### 1.4 QNN (Q-Wertbasiertes Neuronales Netzwerk)

Für die Erweiterbarkeit unseres Codes ist uns aufgefallen, dass der Q-Algorithmus seine Grenzen bei Spielen mit einem beinahe unendlichen Zustandsraum aufweist. Spiele wie Schach oder Go haben einen derart riesigen Zustandsraum aller möglichen Züge, der ohne weitere Hilfe nicht einfach durch ausprobieren komplett erkundet werden kann. Um dem Prinzip des bestärkenden Lernens nahe zu kommen, müssen andere Methoden gefunden werden, um zukünftige Züge oder sogar Strategien bei unendlich wirkenden Zustandsräumen hervorzusagen. Hierfür soll ein neuronales Netzwerk mit mehreren Schichten zum Einsatz kommen.

Der Gedanke dahinter ist, dass man nicht mehr versucht alle Zustände zu erkunden und perfekt vorherzusagen, sondern eine Struktur oder sogar Strategie in gewissen Zügen zu erkennen. Der Fokus des neuronalen Netzes soll damit sein, Strukturen in zeitlich aufeinanderfolgender Züge zu erkennen und bei unbekannten Zuständen einen Schätzwert auf Basis bisher bekannter Strategien ausgeben.

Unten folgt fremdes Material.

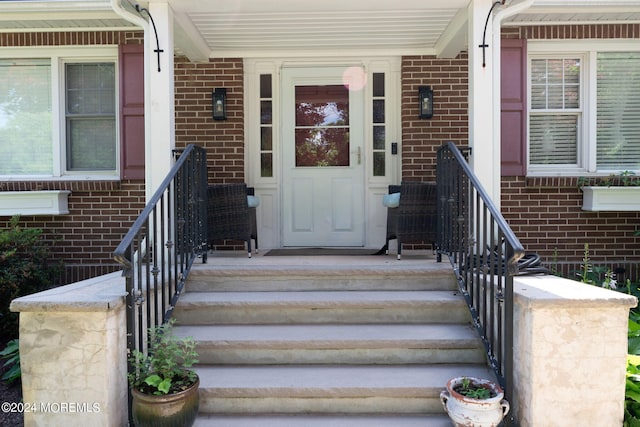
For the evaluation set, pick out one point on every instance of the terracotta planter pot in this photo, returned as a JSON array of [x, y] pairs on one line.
[[468, 412], [171, 410]]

Ein neuronales Netzwerk besteht zumeist aus Eingabevektoren, verschiedenste versteckte Schichten sowie Ausgabevektoren. Genauso wie die Q-Funktion, sollen dem QNN gewisse Parameter als Eingabevektoren mitgegeben werden. Dazu gehört der aktuelle Zustand des Bretts, die ausgewählte Aktion auf Basis vorheriger Werte aus dem QNN Modell und ggf. die Belohnung. Als Ausgabevektor soll, genauso wie bei der Q-Funktion, ein Q-Wert sein, der die maximale Belohnung des aktuellen Zustand-Aktion-Paares beschreibt.

Die Lerndaten erstellt der QNN Agent selbst, durch das explorative Erkunden mittels dem Explorationsfaktor namens "Theta". Anhand der explorierten Daten und erlangten Belohnungen wird das QNN selbst die besten Züge herausfinden.

In [1]:
from abc import abstractmethod
from pathlib import Path
from build.player.QPlayer import QPlayer
from build.player.qlearner.QLearner import QLearner
from build.Board import Board

import numpy as np
import keras.models as Km
import keras.layers as kl

import os
import random

In [2]:
class QNNLearner(QLearner):
    """
    QLearner specification for neural network learning
    """

    def __init__(self, model = None, learn_rate=0.1, discount_factor=0.8, batch_size=10):
        """
        :param model: used qnn model structure
        :param learn_rate: learning rate of this q learner
        :param discount_factor: discount factor of this q learner
        """
        self.possible_actions = {0:[1, 1], 1:[2, 1], 2:[3, 1], 3:[1, 2], 4:[2, 2], 5:[3, 2], 6:[1, 3], 7:[2, 3], 8:[3, 3]}
        self.learn_rate = learn_rate
        self.model = model
        self.discount_factor = discount_factor
        self.memory = []
        self.count_memory = 0
        self.batch_size = batch_size

    def update(self, prev_state, state, prev_move, reward):
        """
        Update q players knowledge by learning offline or online
        :param prev_state: previous known state
        :param state: new state
        :param prev_move: previous made move
        :param reward: previous reward
        """
        self.load_to_memory(prev_state, prev_move, state, reward)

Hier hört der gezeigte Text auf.